12. Key Takeaways from Valmont’s Q4 Results
It was good to see Valmont beat analysts’ EPS expectations this quarter. We were also excited its EBITDA outperformed Wall Street’s estimates by a wide margin. On the other hand, its revenue slightly missed. Zooming out, we think this was a good print with some key areas of upside. Investors were likely hoping for more, and shares traded down 3.1% to $459.62 immediately after reporting.
13. Is Now The Time To Buy Valmont?
Updated: February 17, 2026 at 7:30 AM EST
When considering an investment in Valmont, investors should account for its valuation and business qualities as well as what’s happened in the latest quarter.

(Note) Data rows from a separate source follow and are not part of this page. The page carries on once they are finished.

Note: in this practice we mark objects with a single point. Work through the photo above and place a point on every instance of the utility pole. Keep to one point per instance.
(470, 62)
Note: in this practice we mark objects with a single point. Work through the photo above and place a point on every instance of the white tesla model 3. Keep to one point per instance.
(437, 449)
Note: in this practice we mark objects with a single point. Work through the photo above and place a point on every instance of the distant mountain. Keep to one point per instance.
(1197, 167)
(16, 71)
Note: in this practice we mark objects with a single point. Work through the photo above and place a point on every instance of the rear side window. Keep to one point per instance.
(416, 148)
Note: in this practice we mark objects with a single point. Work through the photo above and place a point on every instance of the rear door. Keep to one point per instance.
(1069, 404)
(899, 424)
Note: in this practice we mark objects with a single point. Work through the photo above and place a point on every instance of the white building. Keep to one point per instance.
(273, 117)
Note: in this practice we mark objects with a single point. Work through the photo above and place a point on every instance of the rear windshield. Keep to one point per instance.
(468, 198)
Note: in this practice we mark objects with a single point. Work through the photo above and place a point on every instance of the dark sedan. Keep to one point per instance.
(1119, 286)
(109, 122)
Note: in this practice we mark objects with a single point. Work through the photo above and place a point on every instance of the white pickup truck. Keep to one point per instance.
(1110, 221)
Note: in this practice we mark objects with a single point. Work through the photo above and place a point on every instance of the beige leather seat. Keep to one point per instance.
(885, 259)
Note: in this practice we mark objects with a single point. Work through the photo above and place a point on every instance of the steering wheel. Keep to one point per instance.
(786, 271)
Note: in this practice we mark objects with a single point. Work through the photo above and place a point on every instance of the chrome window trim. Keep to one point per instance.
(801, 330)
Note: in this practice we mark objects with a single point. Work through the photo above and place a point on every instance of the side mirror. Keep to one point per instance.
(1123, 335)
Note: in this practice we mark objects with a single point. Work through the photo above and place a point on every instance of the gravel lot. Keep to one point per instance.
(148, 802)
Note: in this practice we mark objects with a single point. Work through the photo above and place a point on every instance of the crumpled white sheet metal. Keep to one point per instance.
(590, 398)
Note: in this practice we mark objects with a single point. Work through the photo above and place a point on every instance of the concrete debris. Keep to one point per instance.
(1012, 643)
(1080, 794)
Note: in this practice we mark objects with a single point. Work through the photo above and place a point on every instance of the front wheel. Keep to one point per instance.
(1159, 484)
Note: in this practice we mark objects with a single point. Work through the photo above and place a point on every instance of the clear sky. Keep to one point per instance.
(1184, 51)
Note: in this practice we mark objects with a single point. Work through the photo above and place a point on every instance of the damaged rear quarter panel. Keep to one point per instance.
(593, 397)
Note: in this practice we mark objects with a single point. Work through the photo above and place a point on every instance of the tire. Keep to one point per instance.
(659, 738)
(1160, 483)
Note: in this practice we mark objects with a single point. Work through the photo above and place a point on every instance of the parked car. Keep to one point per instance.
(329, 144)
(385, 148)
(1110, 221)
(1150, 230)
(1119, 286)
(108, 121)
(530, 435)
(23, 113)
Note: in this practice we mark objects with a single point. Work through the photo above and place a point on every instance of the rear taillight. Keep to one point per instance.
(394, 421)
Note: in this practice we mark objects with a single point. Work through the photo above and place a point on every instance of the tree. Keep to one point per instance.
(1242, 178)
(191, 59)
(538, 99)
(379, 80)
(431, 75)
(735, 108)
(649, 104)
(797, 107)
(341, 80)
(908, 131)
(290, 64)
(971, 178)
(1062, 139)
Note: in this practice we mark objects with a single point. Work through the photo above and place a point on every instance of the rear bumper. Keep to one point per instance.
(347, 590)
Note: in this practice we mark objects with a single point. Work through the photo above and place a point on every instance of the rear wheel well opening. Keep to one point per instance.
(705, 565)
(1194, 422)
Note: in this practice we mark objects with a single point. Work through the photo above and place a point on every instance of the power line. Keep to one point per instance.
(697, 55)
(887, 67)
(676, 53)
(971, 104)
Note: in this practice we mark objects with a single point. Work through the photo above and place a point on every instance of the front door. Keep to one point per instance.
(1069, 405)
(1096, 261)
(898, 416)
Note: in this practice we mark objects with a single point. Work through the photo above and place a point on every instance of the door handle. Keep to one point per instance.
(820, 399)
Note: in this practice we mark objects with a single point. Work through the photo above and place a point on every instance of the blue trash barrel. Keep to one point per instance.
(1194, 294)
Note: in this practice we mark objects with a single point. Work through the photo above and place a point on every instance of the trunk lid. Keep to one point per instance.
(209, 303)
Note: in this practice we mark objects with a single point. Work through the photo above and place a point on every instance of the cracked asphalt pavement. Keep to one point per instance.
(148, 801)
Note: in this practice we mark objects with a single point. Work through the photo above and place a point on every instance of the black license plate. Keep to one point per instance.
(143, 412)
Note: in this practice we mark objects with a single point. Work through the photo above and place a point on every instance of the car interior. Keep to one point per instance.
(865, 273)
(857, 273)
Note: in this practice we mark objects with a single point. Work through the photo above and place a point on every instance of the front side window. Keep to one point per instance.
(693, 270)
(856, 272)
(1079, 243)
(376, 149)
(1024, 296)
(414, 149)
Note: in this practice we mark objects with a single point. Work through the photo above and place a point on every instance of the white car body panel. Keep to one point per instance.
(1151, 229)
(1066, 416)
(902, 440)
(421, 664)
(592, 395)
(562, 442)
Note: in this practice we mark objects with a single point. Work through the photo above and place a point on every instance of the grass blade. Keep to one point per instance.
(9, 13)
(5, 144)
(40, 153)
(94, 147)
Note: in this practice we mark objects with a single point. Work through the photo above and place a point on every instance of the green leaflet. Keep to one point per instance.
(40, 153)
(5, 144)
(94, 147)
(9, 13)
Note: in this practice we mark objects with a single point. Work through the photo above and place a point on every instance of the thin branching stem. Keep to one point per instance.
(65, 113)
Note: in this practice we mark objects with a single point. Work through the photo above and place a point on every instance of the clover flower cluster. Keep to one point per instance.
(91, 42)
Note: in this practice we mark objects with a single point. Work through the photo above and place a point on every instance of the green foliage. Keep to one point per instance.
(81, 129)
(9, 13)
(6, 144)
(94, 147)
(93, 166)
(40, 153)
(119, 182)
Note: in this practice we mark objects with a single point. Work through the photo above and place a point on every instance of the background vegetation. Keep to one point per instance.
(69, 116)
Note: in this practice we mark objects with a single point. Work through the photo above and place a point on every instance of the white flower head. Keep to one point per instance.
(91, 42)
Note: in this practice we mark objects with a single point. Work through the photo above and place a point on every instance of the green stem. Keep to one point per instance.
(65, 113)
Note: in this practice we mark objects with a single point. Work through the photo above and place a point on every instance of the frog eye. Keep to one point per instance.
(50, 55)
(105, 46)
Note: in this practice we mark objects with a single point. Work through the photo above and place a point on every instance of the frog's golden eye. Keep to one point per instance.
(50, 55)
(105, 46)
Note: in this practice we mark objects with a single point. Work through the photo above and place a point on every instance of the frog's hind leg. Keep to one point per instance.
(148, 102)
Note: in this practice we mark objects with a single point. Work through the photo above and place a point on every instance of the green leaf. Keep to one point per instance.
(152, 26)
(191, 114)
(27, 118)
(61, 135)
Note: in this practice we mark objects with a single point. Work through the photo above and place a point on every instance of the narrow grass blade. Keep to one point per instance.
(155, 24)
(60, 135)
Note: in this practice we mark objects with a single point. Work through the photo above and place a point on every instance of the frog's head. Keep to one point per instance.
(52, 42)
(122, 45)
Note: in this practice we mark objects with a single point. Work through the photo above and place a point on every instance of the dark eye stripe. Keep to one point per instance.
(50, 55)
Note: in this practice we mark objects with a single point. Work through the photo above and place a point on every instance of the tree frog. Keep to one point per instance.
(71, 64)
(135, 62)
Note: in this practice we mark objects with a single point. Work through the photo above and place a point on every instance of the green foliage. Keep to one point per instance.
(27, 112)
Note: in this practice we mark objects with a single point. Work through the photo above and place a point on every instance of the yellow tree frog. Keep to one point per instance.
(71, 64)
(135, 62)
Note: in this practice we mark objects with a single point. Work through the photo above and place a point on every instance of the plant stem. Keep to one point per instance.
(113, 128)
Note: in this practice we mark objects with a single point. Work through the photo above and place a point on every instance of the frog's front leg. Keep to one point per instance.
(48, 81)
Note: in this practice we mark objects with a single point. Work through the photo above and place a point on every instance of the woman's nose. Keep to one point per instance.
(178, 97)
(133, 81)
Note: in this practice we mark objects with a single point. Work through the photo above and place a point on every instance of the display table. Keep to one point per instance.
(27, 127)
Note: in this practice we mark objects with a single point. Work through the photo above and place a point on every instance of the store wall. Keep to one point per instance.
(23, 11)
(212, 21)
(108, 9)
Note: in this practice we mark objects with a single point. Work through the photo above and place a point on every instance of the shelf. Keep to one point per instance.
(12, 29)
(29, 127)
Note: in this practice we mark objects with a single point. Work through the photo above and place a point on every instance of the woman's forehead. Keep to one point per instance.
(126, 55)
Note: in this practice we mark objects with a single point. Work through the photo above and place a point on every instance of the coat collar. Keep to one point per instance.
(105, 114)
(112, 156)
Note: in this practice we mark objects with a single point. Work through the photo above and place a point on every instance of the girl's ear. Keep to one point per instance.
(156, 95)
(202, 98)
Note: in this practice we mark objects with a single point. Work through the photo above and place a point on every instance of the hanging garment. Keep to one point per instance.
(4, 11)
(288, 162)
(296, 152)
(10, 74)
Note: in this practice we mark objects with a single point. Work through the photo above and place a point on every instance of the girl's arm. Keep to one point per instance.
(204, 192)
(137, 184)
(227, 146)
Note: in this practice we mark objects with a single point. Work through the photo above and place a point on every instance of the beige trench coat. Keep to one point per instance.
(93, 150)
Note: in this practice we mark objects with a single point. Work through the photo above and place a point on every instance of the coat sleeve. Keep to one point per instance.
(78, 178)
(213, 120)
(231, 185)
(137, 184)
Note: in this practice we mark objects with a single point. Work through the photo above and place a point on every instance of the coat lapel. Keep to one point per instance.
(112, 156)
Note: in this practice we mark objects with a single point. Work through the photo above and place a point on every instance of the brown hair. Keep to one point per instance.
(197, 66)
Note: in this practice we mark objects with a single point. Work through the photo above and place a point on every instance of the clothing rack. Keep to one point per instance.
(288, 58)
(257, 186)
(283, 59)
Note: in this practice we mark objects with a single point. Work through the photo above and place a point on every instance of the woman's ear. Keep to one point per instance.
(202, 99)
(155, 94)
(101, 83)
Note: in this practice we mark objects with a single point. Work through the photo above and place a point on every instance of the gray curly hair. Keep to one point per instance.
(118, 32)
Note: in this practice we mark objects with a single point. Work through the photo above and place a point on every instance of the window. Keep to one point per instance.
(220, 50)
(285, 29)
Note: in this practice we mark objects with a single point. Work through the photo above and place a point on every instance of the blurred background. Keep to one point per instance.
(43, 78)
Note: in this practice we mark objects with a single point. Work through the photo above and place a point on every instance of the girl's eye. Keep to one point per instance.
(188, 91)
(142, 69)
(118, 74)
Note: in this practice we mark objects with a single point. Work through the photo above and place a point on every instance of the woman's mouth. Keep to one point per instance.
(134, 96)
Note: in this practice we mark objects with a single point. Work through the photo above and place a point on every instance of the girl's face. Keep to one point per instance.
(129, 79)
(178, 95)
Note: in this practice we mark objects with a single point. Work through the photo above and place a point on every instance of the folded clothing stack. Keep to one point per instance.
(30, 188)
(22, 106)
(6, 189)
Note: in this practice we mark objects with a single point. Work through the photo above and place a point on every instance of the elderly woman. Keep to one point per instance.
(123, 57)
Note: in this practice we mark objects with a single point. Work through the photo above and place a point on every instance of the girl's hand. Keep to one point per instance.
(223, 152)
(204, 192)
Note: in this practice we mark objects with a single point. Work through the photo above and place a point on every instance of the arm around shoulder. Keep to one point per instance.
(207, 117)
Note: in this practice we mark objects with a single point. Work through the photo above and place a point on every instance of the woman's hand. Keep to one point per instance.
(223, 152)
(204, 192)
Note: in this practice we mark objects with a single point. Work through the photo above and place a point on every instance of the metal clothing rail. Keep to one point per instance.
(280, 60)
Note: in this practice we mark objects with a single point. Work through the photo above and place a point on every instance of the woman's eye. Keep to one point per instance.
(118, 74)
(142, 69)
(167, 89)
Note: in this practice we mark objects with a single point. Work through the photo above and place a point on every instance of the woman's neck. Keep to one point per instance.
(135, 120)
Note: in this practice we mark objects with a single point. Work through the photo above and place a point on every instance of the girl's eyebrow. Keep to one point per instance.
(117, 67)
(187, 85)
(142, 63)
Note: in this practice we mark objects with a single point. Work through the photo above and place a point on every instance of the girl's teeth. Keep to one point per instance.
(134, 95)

Valmont is a fine business. Although its revenue growth was mediocre over the last five years and analysts expect growth to slow over the next 12 months, its backlog growth has been marvelous. And while its gross margins are lower than its industrials peers, its rising cash profitability gives it more optionality.
Valmont’s P/E ratio based on the next 12 months is 22.4x. Investors with a higher risk tolerance might like the company, but we don’t really see a big opportunity at the moment. We're fairly confident there are better investments elsewhere.
Wall Street analysts have a consensus one-year price target of $459.25 on the company (compared to the current share price of $459.62).